## Install for AMD GPU

Supported GPU : MI300X, MI308X

GPU arch : gfx942

Step 1: prepare docker envrionment

Tow recommended docker container to start with 

- rocm/pytorch:rocm6.2_ubuntu22.04_py3.10_pytorch_release_2.3.0 : hosted in dockerhub, no conda
- [dockerhub repo](https://github.com/yiakwy-xpu-ml-framework-team/Tools-dockerhub/blob/main/rocm/Dockerfile.rocm62.ubuntu-22.04) : Customerized Dockerfile with conda virtual env and develop kit support

An example to create an docker container :

```bash
# create docker container
IMG=rocm/pytorch:rocm6.2_ubuntu22.04_py3.10_pytorch_release_2.3.0
tag=py310-rocm6.2-distattn-dev

docker_args=$(echo -it --privileged \
 --name $tag \
 --ulimit memlock=-1:-1 --net=host --cap-add=IPC_LOCK \
 --device=/dev/kfd --device=/dev/dri \
 --ipc=host \
 --security-opt seccomp=unconfined \
 --shm-size 16G \
 --group-add video \
 -v $(readlink -f `pwd`):/workspace \
 --workdir /workspace \
 --cpus=$((`nproc` / 2  - 1)) \
 $IMG
)

docker_args=($docker_args)

docker container create "${docker_args[@]}"

# start it
docker start -a -i $tag
```

Update ROCM SDK using this [script](https://github.com/yiakwy-xpu-ml-framework-team/Tools-dockerhub/blob/main/rocm/update_sdk.sh):

```bash
# e.g.:
ROCM_VERSION=6.3 bash rocm/update_sdk.sh
```

Step 2 : build from local.

install flash_attn from source

```bash
pip install flash_attn@git+https://git@github.com/Dao-AILab/flash-attention.git
```

then install yunchang

> MAX_JOBS=$(nproc) pip install . -verbose

**Features:**

1. No Limitation on the Number of Heads: Our approach does not impose a restriction on the number of heads, providing greater flexibility for various attention mechanisms.
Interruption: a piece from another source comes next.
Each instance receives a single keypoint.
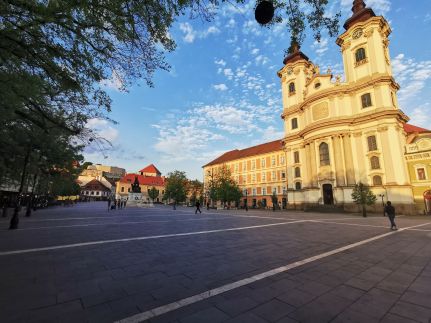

2. Cover the Capability of either Ulysses and Ring: By setting the ulysses_degree to the sequence parallel degree, the system operates identically to Ulysses. Conversely, setting the ulysses_degree to 1 mirrors the functionality of Ring.

3. Enhanced Performance: We achieve superior performance benchmarks over both Ulysses and Ring, offering a more efficient solution for attention mechanism computations.

4. Compatibility with Advanced Parallel Strategies: LongContextAttention is fully compatible with other sophisticated parallelization techniques, including Tensor Parallelism, ZeRO, and Pipeline Parallelism, ensuring seamless integration with the latest advancements in parallel computing.